What I'm thinking is:
def shortest_path(G, start, end, h): #where h is the heuristic function
def flatten(L): # Flatten linked list of form [0,[1,[2,[]]]]
while len(L) > 0:
yield L[0]
L = L[1]
q = [(0, start, ())] # Heap of (cost, path_head, path_rest).
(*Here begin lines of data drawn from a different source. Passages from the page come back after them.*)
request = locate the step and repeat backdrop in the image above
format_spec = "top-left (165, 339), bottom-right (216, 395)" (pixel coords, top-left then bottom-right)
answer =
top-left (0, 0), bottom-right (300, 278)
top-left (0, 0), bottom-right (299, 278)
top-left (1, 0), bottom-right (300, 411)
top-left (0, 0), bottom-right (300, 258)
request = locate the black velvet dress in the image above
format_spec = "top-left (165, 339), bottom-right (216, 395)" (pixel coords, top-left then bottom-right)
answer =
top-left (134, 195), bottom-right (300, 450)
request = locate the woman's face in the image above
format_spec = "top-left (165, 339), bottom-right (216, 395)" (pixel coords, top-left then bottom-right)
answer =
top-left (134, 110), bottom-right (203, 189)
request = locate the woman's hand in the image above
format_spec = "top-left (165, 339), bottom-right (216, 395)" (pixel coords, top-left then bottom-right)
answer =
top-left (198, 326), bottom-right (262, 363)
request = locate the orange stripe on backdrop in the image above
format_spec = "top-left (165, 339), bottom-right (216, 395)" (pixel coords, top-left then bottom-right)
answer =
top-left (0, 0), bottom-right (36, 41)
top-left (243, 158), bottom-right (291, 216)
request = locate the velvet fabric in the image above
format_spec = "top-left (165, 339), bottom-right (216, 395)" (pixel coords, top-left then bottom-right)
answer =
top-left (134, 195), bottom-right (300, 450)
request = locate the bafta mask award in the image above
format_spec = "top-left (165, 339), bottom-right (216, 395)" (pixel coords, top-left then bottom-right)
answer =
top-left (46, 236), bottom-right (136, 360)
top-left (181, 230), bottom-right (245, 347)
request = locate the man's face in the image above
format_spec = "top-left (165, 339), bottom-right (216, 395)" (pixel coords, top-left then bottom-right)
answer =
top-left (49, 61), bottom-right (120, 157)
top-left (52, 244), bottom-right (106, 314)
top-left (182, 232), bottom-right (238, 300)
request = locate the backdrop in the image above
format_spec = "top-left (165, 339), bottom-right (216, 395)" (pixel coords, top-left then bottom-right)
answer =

visited = set() # Visited vertices.
while True:
(cost, v1, path) = heapq.heappop(q)
if v1 not in visited:
visited.add(v1)
if v1 == end:
return [('cost', cost)] + [('path', list(flatten(path))[::-1] + [v1])]
path = (v1, path)
for (v2, cost2) in G[v1].iteritems():
if v2 not in visited:
heapq.heappush(q, (cost + cost2 + h(v2), v2, path)) #modification here
But I haven't even ran that yet, so I don't know how it's going to run. I just wanted to bounce this off of someone before I start to code more.
As alfa had suggested, the correct solution is to use cost + cost2 + h(v2).